Store generated outputs under `output/` (separated into Classic, Flux, Img2Img, HiresFix and ADetailer sub-folders). The folders are created automatically during the first run.
## Optional accelerations
- **Stable-Fast** β€” 70% faster SD1.5 inference through UNet compilation. Set `INSTALL_STABLE_FAST=1` in Docker or pass `--stable-fast` in the CLI/UI to compile on demand. Compilation adds a one-time warm-up cost.
- **SageAttention** β€” INT8 attention kernels with 15% speedup and lower VRAM use. Built automatically in Docker images; on bare metal, clone [SageAttention](https://github.com/thu-ml/SageAttention) and run `pip install -e . --no-build-isolation` inside your environment.
- **SpargeAttn** β€” Sparse attention kernels with 40–60% speedup (compute 8.0–9.0 GPUs only). Build from [SpargeAttn](https://github.com/thu-ml/SpargeAttn) using `TORCH_CUDA_ARCH_LIST="8.9"` or similar.

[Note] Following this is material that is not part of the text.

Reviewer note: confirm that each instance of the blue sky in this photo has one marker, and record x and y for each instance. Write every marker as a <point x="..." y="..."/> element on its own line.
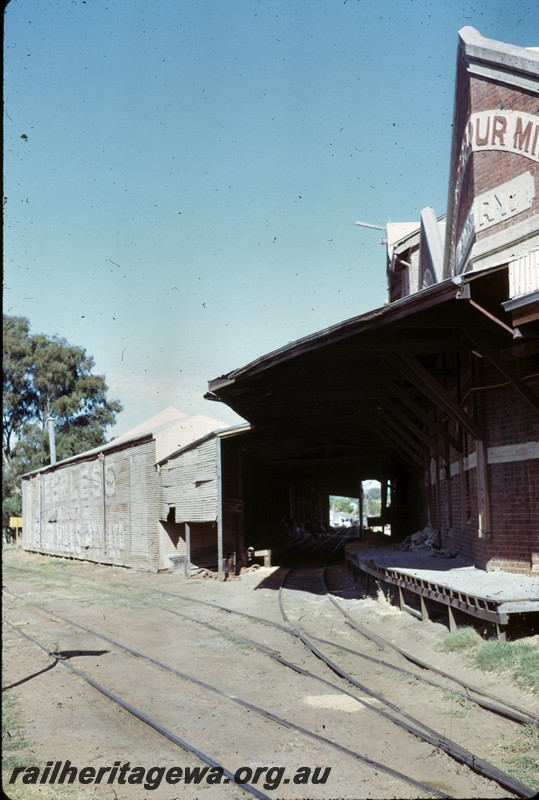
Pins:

- **Ollama prompt enhancer** β€” Install [Ollama](https://ollama.com/) and pull `qwen3:0.6b`. Set `PROMPT_ENHANCER_MODEL=qwen3:0.6b` before launching LightDiffusion-Next to enable the automatic prompt rewrite toggle.
## Verify your installation
1. Start the UI or FastAPI server.
2. Watch the startup logs β€” the initialization progress bar runs the dependency download routine (`CheckAndDownload`) and loads the default checkpoint.
3. Generate a 512Γ—512 image with the default prompt. The status bar shows timing and the output appears in `output/Classic`.
4. Confirm the telemetry endpoint is reachable:
```bash
curl http://localhost:7861/health
curl http://localhost:7861/api/telemetry
```
## Updating or rebuilding
- Pull the latest Git changes and rerun `uv pip install -r requirements.txt` in the virtual environment.
- For Docker users, rebuild with `docker-compose build --no-cache` to pick up updates.
- If you upgraded your GPU driver or CUDA toolkit, delete `~/.cache/torch_extensions` to force SageAttention/SpargeAttn to recompile.
You are now ready to explore the [UI guide](usage.md) and start generating.